086 Guidelines adaptation in Low and Middle Income Countries (LMIC): Results and lessons learnt from an 8-year-capacity building (CB) experience in Argentina (2005–2012)

2013 
Background Capacity building (CB) is an essential element for guideline adaptation in the context of LMIC. Objectives To describe the approach and results from a CB process for guidelines adaptation implemented by the National Academy of Medicine (NAM) in Argentina between 2005 and 2012. Methods The CB process is described on the basis of the matrix of capacity-building strategies. Duration, objectives, entities targeted and results through the different stages of the CB process are provided. Results The CB process has been supported on a “learning by doing” approach, and comprised 2 stages: a local capacity development stage (2005–2008) and a knowledge transfer (KT) stage (2008–2012). As a result of the 1st stage, 120 health professionals were involved during the adaptation process; 3 guidelines were produced and a guide to adapt guidelines was published. KT started in 2008 and was initially performed through e-learning courses targeted to individuals. In 2009, a strategy based on continuous online support through a virtual campus and workshops and targeted to institutions was adopted.

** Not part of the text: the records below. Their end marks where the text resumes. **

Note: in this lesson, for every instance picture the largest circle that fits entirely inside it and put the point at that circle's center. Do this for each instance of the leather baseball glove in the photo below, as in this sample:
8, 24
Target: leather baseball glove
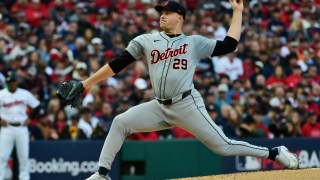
70, 93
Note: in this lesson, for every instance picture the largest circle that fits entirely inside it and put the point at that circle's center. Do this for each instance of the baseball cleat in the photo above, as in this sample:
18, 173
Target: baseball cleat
286, 158
97, 176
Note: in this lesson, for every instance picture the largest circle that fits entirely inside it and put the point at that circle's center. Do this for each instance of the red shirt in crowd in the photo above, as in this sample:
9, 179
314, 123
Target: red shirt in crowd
36, 12
275, 81
293, 80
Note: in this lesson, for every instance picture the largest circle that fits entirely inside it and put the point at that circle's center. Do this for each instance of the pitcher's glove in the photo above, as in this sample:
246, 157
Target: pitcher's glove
70, 93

Four institutions were involved: 1 did not progress; 1 completed the whole process and published an evidence-based guideline and 2 are on-going. Implications for Guideline Developers/Users In the context of LMIC, CB processes based on the “learning by doing” approach and focused to institutions seem to be more appropriate although challenging: not only technical capacities have to be built, but also those related to human resources management, group-working and use of Internet resources. Different level of achievement of these capacities could explain the results observed alongside the CB process implemented by NAM.